Caerme pero bien. En la mesa de los amigos de mi marido, a los pies de Borja, uno de esos amigos futboleros que tantas veces había escuchado a Pepe Domingo Castaño decirle a Hevia que le pusiera a los pies de su señora y que ahora se encontraba con que la mujer de su amigo estaba a sus pies. Pensaba  que me había caído con elegancia, al menos hasta que en el vídeo pude comprobar que elegancia, lo que se dice elegancia en la caída no había mucha,  pero risas, por mi parte, todas las del mundo.

Entre risas decidí en el momento que aquello era un momentazo más y que el espectáculo debía continuar antes de que los invitados dejaran de reír y vinieran a ayudarme a levantarme dándole a aquello más importancia de la que tenía.

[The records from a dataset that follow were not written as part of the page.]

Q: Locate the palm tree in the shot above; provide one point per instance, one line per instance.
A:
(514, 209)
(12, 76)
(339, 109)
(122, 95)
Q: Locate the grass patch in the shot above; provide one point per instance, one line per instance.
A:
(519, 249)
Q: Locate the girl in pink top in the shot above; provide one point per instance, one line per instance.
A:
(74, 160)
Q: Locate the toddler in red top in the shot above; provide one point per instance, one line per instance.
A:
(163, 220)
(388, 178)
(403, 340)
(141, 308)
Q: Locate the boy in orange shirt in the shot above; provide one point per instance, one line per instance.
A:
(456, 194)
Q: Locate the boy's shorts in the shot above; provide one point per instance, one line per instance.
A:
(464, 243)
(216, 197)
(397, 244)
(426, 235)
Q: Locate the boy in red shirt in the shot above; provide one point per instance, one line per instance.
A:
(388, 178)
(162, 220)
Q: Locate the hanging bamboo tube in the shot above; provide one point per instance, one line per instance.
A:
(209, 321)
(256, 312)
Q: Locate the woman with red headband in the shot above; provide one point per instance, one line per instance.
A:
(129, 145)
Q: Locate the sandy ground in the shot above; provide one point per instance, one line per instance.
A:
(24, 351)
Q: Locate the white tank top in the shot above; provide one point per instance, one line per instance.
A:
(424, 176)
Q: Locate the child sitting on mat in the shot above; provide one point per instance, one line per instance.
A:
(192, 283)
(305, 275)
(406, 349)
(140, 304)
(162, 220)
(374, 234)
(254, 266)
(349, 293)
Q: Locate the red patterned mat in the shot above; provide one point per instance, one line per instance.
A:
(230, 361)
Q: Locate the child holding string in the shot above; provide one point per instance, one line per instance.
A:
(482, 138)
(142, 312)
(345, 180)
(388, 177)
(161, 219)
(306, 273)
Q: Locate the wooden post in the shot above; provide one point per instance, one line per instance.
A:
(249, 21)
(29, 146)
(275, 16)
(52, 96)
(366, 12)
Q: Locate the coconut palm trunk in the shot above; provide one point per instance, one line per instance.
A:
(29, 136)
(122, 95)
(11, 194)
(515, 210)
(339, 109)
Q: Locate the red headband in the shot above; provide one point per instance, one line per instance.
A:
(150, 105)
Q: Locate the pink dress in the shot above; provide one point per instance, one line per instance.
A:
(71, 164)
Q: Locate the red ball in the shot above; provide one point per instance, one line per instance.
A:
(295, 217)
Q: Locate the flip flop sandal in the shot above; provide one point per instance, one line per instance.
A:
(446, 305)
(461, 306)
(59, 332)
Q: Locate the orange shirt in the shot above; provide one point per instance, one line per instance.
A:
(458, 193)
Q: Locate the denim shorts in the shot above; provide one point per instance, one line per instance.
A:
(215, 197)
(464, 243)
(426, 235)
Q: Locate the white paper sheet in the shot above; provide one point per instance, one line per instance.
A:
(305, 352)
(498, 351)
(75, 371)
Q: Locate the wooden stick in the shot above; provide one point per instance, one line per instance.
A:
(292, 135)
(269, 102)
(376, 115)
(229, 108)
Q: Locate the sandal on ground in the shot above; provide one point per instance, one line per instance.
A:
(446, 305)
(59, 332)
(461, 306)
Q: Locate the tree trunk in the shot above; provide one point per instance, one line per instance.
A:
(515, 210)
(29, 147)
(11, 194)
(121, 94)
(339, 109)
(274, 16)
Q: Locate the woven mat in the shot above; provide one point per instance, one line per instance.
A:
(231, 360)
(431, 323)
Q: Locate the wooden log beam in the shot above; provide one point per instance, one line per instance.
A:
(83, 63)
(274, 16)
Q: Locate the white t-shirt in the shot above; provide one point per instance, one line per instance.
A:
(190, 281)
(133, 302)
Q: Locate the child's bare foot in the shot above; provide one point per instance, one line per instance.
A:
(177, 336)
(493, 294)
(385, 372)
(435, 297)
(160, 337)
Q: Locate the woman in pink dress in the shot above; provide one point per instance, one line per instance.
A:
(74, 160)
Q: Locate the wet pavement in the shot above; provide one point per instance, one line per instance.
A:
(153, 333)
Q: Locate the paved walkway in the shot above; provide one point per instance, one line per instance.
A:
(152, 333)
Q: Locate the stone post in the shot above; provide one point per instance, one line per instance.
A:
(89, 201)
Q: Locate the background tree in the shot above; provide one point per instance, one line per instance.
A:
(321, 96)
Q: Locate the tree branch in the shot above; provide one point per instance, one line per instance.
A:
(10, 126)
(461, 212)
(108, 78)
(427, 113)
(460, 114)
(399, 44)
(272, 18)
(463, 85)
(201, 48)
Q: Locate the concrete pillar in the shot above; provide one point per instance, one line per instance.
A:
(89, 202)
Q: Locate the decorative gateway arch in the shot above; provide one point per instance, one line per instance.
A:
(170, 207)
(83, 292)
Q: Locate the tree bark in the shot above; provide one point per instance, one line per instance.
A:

Me levanté entre carcajadas, entre el “¡si es que siempre te caes!” que me soltó mi ya marido y llegué hasta la mesa presidencial mezclando las risas con la canción, riéndome de mi misma con todas las personas que quería, escuchando como mi madre me decía entre lágrimas de risa “menudo hostiazo”. Y es que las madres de las novias torpes tienen todo el derecho del mundo a reírse como nunca cuando ven que su pequeña del alma sigue cayéndose pasen los años que pasen.

En la mesa presidencial me “reencontré” con el consorte y tras besarnos riéndonos, él se quedo allí y yo me fui, sin saberlo ni siquiera, a lo que fue uno de los momentos más bonitos que recuerdo y del que fotos más bonitas tengo. Mesa por mesa, una a una, me recorrí todas las mesas de mi boda riéndome con todos los invitados, comentando la jugada, quedándome sin respiración entre carcajadas, dejando sin ganador aquella apuesta porque nadie se esperaba una entrada al banquete así, compartiendo segundos y  minutos con todos de esos que no tienen precio, momentos llenos de complicidad, de cariño, de amistad. Y eso,  que a veces, me caigo.